Als ein alter, weiser Zauberer die Veränderungen auf einem Spaziergang bemerkte, suchte er, besorgt wie er war, das Gespräch mit den Lebewesen im Walde. Doch auch er konnte die Streitigkeiten nicht lösen. Jedoch schlug er vor, verschiedene Gebiete den zauberhaften Bewohnern des Waldes zuzuteilen. Mit Hilfe anderer Zauberer errichtete er magische Barrieren, die nur in guten Absichten durchschritten werden konnten. Mit Hilfe der Gemeinschaft der örtlichen Magier errichtete er die Grenzsteine, die als Energiepunkte für diese Barriere dienten.

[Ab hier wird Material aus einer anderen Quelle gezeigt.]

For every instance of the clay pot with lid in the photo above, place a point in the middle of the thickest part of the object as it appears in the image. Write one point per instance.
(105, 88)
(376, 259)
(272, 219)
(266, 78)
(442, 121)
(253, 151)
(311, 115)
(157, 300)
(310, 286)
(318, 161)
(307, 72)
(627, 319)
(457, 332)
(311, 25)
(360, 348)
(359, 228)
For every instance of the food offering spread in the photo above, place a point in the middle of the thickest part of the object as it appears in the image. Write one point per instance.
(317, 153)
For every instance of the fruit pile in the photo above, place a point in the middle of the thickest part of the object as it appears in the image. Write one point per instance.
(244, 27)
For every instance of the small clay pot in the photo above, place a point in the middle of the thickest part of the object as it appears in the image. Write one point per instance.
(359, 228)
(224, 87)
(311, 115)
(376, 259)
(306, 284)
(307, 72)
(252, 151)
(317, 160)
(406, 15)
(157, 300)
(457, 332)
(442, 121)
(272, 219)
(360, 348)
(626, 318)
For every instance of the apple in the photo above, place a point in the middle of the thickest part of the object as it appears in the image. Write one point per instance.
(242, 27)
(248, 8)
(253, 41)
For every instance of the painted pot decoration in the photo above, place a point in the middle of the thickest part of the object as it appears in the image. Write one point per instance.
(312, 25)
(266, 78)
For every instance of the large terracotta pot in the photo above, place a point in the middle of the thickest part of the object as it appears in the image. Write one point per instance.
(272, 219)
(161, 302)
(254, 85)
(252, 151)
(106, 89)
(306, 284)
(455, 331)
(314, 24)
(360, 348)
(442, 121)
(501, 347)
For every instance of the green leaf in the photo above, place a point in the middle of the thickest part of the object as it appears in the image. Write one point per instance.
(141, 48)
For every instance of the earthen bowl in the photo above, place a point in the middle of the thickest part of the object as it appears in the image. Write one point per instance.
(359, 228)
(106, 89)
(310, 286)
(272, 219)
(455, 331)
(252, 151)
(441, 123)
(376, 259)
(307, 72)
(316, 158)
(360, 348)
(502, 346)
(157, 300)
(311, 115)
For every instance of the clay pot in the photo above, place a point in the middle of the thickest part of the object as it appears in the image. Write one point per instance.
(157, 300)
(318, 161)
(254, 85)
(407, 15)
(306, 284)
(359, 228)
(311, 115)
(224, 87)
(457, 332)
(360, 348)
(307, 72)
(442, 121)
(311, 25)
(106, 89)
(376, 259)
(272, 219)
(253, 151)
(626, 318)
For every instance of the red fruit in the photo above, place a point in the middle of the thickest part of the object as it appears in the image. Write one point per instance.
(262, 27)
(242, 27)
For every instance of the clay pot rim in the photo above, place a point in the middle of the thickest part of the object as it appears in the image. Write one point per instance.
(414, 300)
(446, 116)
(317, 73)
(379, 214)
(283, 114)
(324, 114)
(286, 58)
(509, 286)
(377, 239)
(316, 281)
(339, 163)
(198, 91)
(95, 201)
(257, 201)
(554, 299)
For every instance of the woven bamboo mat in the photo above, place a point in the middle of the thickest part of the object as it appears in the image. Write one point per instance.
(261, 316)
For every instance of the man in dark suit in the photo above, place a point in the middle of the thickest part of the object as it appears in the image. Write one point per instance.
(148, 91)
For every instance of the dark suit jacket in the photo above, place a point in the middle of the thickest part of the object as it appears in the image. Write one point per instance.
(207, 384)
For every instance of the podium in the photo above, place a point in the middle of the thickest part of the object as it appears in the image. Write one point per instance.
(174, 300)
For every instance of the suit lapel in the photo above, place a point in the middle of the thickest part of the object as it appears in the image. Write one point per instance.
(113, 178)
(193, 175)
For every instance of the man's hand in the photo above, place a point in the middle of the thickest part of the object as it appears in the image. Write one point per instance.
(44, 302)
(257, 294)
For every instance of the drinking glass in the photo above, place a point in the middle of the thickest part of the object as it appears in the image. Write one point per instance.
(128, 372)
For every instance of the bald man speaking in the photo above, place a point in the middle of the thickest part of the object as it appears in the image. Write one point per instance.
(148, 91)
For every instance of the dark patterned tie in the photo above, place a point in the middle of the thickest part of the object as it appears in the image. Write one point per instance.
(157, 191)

Nachdem die Idee des alten, weisen Zauberers umgesetzt wurde, dauerte es nicht mehr lang, bis sich die Natur wieder erholte und die Nebelgeister den Ort verließen. Wenn auch erzwungen, der Friede war wieder hergestellt und wurde seit jeher durch die Gemeinschaft der Grenzgänger überwacht. Man munkelt, dass der Geist des alten Weisen noch immer an den Grenzen entlang wandelt, den die Novizen vor Ihrer Aufnahme in die Gemeinschaft ebenfalls abschreiten mussten.

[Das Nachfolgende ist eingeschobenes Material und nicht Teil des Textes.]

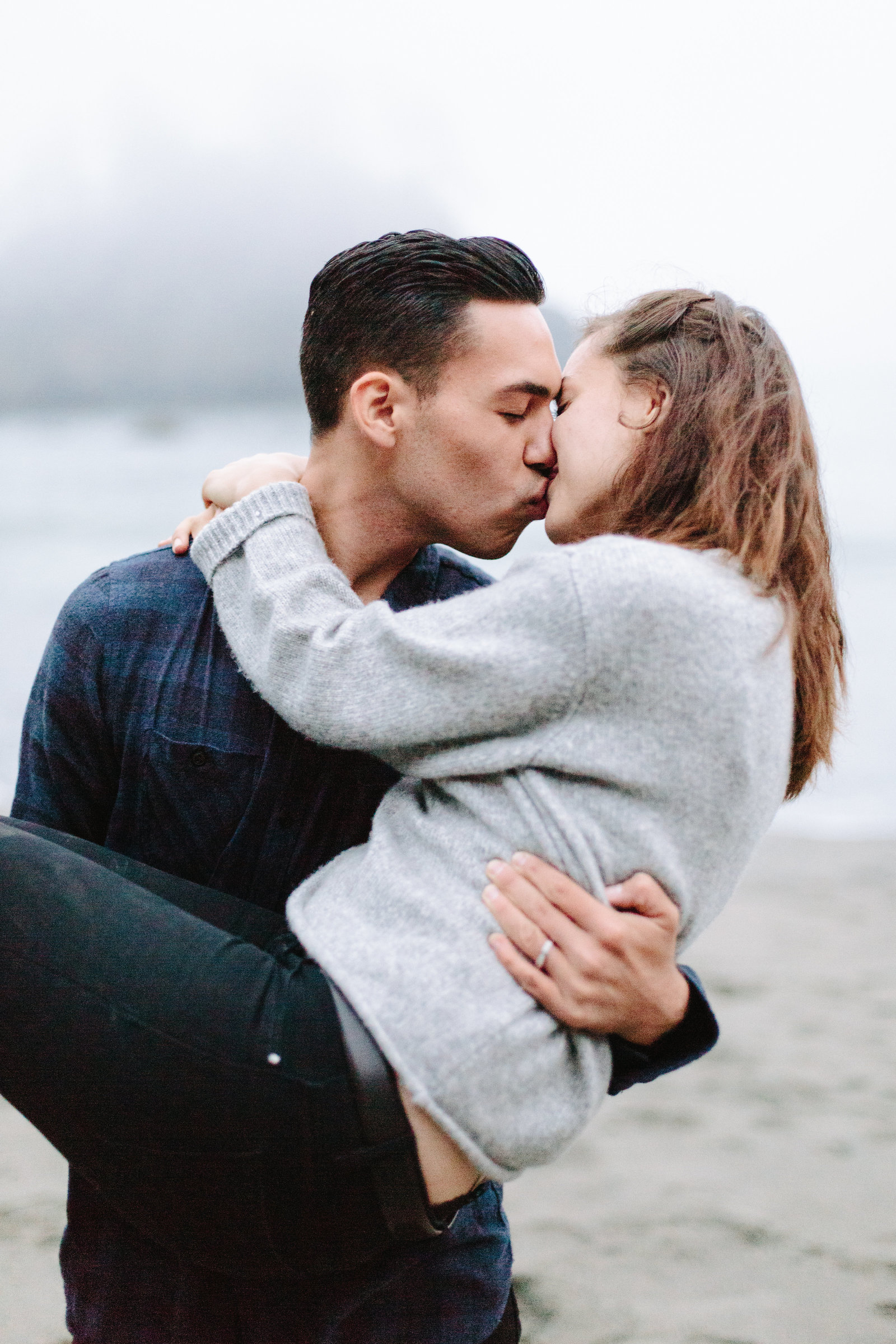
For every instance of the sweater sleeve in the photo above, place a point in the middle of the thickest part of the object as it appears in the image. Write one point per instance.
(363, 678)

Dies ist ein Wander-Multi, welcher euch über einen nahezu verlassenen Pfad den Deister hinauf führt.
Das Final befindet sich in Kammweg-Nähe auf der Springer Seite des Deisters (falls ihr die Strecke in eine Wanderung einbauen möchtet). Achtung, hier befindet sich ein Biotop. Der Weg muss nicht verlassen werden!
Es gilt, mehrere Dosen auf dem Weg zu finden. Es geht hier um das Erleben und Genießen der Natur, sodass ihr ohne Rätsel von Dose zu Dose geleitet werdet - allerdings müssen in jeder Dose Hinweise für die Final-Koordinaten gesammelt werden.
Es geht gerade am Anfang durch einen von der Natur zurück gewonnen Teil des Waldes - hier ist der zusätzlich angegebene Startpunkt, bevor es zur ersten Dose geht, sehr hilfreich. Im hinteren Verlauf der Strecke hat der Sturm zu geschlagen, sodass einige Abschnitte des Weges nicht mehr zu finden sind und man sich mitten im Wald wieder findet.
Solltet ihr einmal keinen richtigen Weg sehen, ist die Orientierung an den Grenzsteinen sinnvoll, ihr befindet euch nämlich auf einem alten Grenzweg.
Der Weg ist keinesfalls für Kinderwägen, Krücken oder ähnliches geeignet.
Im Winter kann die T-Wertung im Schnee oder Eis/Glätte schnell auf 5 ansteigen, da es insbesondere im zweiten Teil der Strecke steil bergauf und -ab geht.
Im Sommer bzw. bei fahrradfreundlichen Temperaturen habt bitte ein Auge bergauf auf die Mountainbiker - gegenseitige Rücksicht ist hier der Schlüssel.
Auf dem letzten Abschnitt der Strecke befinden sich noch zwei Traditionals und ein Earth Cache, die ihr mit diesem Cache kombinieren könnt.